Secara sosial, cerita ini mengangkat masalah peran gender dan persaingan di antara para wanita. Obsesi Nyonya X terhadap kesetiaan suaminya mencerminkan ekspektasi masyarakat terhadap perempuan untuk memprioritaskan hubungan pernikahan mereka. Pernyataan sarkastik Nyonya X, “You can’t make conquests yourself, but you can steal away that love from others!” (hal. 4), menyoroti persepsinya terhadap Nyonya Y sebagai sebuah ancaman.

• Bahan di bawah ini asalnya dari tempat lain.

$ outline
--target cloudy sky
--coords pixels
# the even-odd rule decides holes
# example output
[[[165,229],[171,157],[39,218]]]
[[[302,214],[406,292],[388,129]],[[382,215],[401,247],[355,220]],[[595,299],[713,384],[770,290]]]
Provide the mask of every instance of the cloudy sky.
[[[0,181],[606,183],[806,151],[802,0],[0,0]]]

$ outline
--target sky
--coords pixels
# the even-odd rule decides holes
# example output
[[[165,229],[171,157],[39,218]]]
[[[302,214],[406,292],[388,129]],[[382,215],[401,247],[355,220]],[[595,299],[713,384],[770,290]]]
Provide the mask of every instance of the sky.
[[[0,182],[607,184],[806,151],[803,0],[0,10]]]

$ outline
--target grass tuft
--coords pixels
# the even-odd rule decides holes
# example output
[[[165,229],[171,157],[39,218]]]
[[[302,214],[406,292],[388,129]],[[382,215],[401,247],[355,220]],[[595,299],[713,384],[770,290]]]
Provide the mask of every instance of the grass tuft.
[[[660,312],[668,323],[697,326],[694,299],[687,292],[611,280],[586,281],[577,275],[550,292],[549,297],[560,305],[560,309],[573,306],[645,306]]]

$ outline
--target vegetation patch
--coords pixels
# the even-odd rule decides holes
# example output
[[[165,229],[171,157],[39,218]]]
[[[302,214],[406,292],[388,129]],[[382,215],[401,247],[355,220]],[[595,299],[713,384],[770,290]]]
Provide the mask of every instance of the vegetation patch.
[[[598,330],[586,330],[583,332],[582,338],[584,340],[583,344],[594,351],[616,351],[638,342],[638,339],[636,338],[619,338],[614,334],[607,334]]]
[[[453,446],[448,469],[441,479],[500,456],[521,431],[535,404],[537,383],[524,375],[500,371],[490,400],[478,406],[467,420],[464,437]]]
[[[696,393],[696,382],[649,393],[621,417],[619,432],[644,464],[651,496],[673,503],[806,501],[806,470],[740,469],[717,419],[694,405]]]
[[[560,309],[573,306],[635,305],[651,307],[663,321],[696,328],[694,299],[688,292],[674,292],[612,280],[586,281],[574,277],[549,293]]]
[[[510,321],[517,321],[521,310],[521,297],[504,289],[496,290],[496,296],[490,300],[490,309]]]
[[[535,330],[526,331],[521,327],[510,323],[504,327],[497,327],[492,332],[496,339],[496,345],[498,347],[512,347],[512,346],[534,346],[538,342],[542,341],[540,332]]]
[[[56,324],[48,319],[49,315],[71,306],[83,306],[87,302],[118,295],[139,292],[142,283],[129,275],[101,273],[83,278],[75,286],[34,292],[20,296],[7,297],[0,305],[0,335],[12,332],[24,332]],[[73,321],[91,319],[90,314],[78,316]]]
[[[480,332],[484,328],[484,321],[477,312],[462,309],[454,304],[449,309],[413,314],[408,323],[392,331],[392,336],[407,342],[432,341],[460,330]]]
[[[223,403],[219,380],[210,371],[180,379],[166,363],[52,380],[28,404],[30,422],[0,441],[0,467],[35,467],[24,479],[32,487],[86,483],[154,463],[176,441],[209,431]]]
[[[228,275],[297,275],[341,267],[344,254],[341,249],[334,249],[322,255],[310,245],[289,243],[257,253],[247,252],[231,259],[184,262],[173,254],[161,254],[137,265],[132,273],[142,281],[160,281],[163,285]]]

Saya merasa keberatan dengan narasi yang mengatakan stereotip perempuan sebagai musuh bagi laki-laki. Ketegangan yang tidak terselesaikan ini membuat saya fokus pada konflik internal Nyonya X, bukan pada persaingannya. Karya ini mengingatkan saya dengan pengalaman pribadi saya tentang persaingan dan refleksi diri. Kesadaran Nyonya X bahwa identitasnya telah dibentuk oleh Nyonya Y mengingatkan saya pada saat-saat ketika saya secara tidak sengaja mengadopsi sifat atau preferensi dari orang-orang di sekitar saya. Drama ini membangkitkan kenangan tentang mempertanyakan jatidiri saya dan mendapatkan kembali aspek-aspek diri saya yang terasa benar-benar “milik saya”.

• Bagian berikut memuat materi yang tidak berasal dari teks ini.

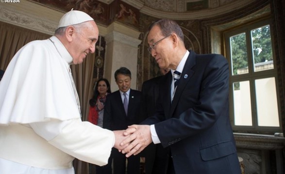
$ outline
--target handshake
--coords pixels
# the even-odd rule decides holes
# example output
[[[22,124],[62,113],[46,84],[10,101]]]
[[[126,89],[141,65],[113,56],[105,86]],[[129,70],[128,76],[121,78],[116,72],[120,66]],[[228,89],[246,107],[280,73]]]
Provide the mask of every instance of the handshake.
[[[114,130],[114,147],[128,158],[141,152],[152,142],[149,125],[133,125],[126,130]]]

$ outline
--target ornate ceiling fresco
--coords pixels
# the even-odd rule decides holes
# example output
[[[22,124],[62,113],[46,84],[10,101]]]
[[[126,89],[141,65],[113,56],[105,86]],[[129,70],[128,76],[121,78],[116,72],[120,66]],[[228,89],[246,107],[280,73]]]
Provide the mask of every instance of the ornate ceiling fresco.
[[[64,12],[71,9],[85,12],[104,26],[117,21],[137,29],[142,13],[158,18],[199,19],[221,15],[254,0],[29,0]]]

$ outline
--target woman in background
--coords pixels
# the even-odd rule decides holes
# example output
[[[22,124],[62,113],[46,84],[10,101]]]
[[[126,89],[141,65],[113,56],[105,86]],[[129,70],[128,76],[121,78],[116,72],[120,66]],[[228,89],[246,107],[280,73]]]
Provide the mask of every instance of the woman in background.
[[[110,84],[108,80],[101,78],[96,82],[93,97],[89,101],[90,106],[88,120],[101,128],[103,127],[103,115],[106,96],[110,93]]]
[[[88,120],[92,123],[102,128],[103,116],[106,96],[111,93],[110,83],[105,78],[99,79],[94,87],[93,97],[89,101],[90,108]],[[89,164],[89,174],[94,174],[95,166],[96,174],[112,174],[112,157],[110,157],[108,164],[100,167]]]

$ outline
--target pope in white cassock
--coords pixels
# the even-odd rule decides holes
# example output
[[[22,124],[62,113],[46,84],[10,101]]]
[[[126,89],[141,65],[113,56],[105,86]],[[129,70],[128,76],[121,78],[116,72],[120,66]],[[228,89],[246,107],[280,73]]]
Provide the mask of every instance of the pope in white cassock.
[[[54,36],[11,60],[0,82],[0,174],[74,174],[74,158],[102,166],[120,147],[123,130],[82,121],[69,68],[95,52],[98,35],[92,18],[71,10]]]

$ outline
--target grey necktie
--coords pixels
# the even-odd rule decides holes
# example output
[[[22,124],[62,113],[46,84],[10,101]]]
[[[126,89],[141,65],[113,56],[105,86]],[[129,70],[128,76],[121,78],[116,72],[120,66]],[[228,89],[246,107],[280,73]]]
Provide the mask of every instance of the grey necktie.
[[[181,75],[181,73],[177,71],[175,71],[173,72],[173,81],[174,82],[174,88],[173,90],[173,93],[171,95],[171,102],[173,100],[173,97],[174,97],[174,93],[175,93],[175,91],[176,90],[176,87],[177,87],[177,85],[178,85],[178,81],[179,81],[179,79],[180,78],[180,75]]]
[[[125,108],[125,112],[126,112],[126,115],[128,115],[128,99],[127,99],[127,93],[124,92],[124,96],[125,98],[124,98],[124,108]]]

Terakhir, pesan dari cerita The Stronger berkisar pada keluwesan identitas dan kekuatan perspektif. Filosofi yang digunakan Strindberg menunjukkan bahwa kekuatan tidak terletak pada validasi eksternal, melainkan pada kesadaran dan penerimaan diri. Meskipun saya mengagumi tekad Nyonya X untuk mendapatkan kembali jati dirinya, perbandingan dan keraguan yang terus menerus membuat pernyataannya tentang kekuatan tampak rapuh. Dualitas ini membuat saya memikirkan kembali sifat kekuatan yang sebenarnya, apakah itu dalam keheningan Nyonya Y atau pernyataan vokal Nyonya X.